Porquê o pontapé em Carlos Sousa?

14 Novembro, 2006

O processo de saída de Carlos Sousa (ou “de Sousa” como agora se diz num claro desvio burguês) é extraordinário. Desde as primeiras notícias do fim-de-semana que a morte era absolutamente anunciada. Não sabíamos como iria acontecer nem quais seriam os argumentos utilizados. Mas era certo e sabido que o autarca ia aceitar a directiva da concelhia e as ordens da Soeiro com sentido de militância. Foi um espectáculo triste de assistir.
A questão de saber se os mandatos pertencem aos eleitos ou aos partidos é eterna em praticamente todos os sistemas políticos, com a óbvia excepção dos maioritários de primeira ou segunda volta. É tão verdadeiro dizer que os lugares pertencem ao partido como ao autarca. Com facilidade se encontram argumentos para um ou outro lado da discussão. O caso dos presidentes de Câmara é, claramente, um dos mais bicudos. O número de pessoas que decidem o voto por causa do candidato que encabeça a lista é enorme. No caso de Setúbal isso é óbvio, embora não possa ser medido.

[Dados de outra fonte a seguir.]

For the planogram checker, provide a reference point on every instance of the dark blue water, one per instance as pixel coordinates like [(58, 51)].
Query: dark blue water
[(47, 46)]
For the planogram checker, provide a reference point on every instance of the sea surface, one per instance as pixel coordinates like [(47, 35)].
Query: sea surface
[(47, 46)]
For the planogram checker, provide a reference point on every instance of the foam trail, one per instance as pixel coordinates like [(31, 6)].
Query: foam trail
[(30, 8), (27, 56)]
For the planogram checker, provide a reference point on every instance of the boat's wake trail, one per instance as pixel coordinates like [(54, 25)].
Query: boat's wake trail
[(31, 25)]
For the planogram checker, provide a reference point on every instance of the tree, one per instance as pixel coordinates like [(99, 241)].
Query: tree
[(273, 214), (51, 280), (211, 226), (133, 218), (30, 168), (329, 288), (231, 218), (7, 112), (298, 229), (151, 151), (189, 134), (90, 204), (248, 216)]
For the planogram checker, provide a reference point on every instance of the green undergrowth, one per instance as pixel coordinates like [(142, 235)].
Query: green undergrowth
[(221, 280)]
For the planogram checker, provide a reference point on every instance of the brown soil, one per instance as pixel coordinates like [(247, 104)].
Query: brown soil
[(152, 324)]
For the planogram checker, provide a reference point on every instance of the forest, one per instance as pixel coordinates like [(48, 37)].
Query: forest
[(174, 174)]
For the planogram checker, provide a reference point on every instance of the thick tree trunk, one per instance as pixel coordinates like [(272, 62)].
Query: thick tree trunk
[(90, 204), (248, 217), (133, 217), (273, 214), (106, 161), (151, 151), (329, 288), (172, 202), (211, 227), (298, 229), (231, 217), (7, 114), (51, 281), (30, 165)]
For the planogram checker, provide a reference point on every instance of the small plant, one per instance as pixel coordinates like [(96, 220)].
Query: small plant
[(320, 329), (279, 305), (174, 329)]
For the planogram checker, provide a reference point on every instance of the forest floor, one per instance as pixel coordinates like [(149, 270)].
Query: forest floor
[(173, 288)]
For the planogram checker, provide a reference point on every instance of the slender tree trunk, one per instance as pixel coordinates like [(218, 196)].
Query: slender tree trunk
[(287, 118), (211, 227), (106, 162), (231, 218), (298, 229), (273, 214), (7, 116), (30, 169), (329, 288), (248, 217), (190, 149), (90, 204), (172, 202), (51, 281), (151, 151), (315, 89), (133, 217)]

O PCP (ou a CDU, o que vai dar ao mesmo neste caso) sabe perfeitamente porque é que foi buscar Carlos Sousa à Câmara de Palmela. Não foi apenas pelo seu percurso exemplar, que podia figurar em qualquer manual do bom militante: Lisnave, Câmara de Almada, vereador em Palmela, presidente do município resistindo ao avanço do PS na margem Sul do Tejo e, finalmente, a capital do distrito. O PCP foi buscar Carlos Sousa porque ele tinha uma imagem à prova de bala em Palmela. Carlos Sousa era o “comunista ‘motard’” que ganharia a Câmara enquanto quisesse, que via eleitores de todos os partidos votarem nele sucessivamente. Era normal ouvir-se em outros concelhos do distrito elogios ao “autarca modelo” de Palmela.
Foi por isto tudo que o PCP foi buscar Carlos Sousa. Ele era o homem que ganharia Setúbal nas calmas, recuperando uma câmara perdida para o PS na década de 80 e que pouca gente acreditava poder voltar à esfera da CDU. A aposta foi ganha, Carlos Sousa esmagou o PS e arrastou eleitores de todos os partidos. A sua imagem, limpa, moderna e eficaz, não podia ser mais contrastante com a de Mata Cáceres, o furacão socialista que virou Setúbal do avesso com uma soberba que acabou por matá-lo.
É claro que o primeiro mandato de Carlos Sousa começou a mudar a sua imagem, lenta mas inexoravelmente. O caos financeiro não desapareceu, os ‘boys’ da CDU vieram em força para Setúbal (tal como os do PS tinham vindo antes e os de outro partido qualquer virão um dia), as movimentações dos grandes construtores existiram como em qualquer grande cidade e os resultados da reeleição foram menos brilhantes. O PCP passou a ter que negociar muita coisa com o PSD e o PS e tudo ficou mais difícil.
Carlos Sousa teve que funcionar mais em “rédea solta” e a concelhia começou a não gostar. O Comité Central percebeu que podia deixar de controlar a Câmara e sabe bem que “perder” Setúbal não é o mesmo que perder o Crato ou Aljustrel.
A partir daqui tudo foi simples e o PCP sabia que Carlos Sousa ia acatar as ordens, como toda a vida acatou. E um bom militante sabe acatar a ordem que o põe (a si próprio) fora de circulação. O processo de divulgação dos relatórios do IGAT é patético e tem clara mão política, favorecendo a oposição e, acima de tudo, o PCP que, assim, descobriu argumentos fantásticos para a defenestração de Carlos Sousa.
Num momento de assombro filosófico, Jerónimo de Sousa resolveu dizer que “às vezes os melhores homens não são os homens melhores para uma tarefa de grande exigência”. Às vezes as melhores frases não são as frases melhores. Às vezes vale a pena estar calado porque toda gente percebeu o que aconteceu.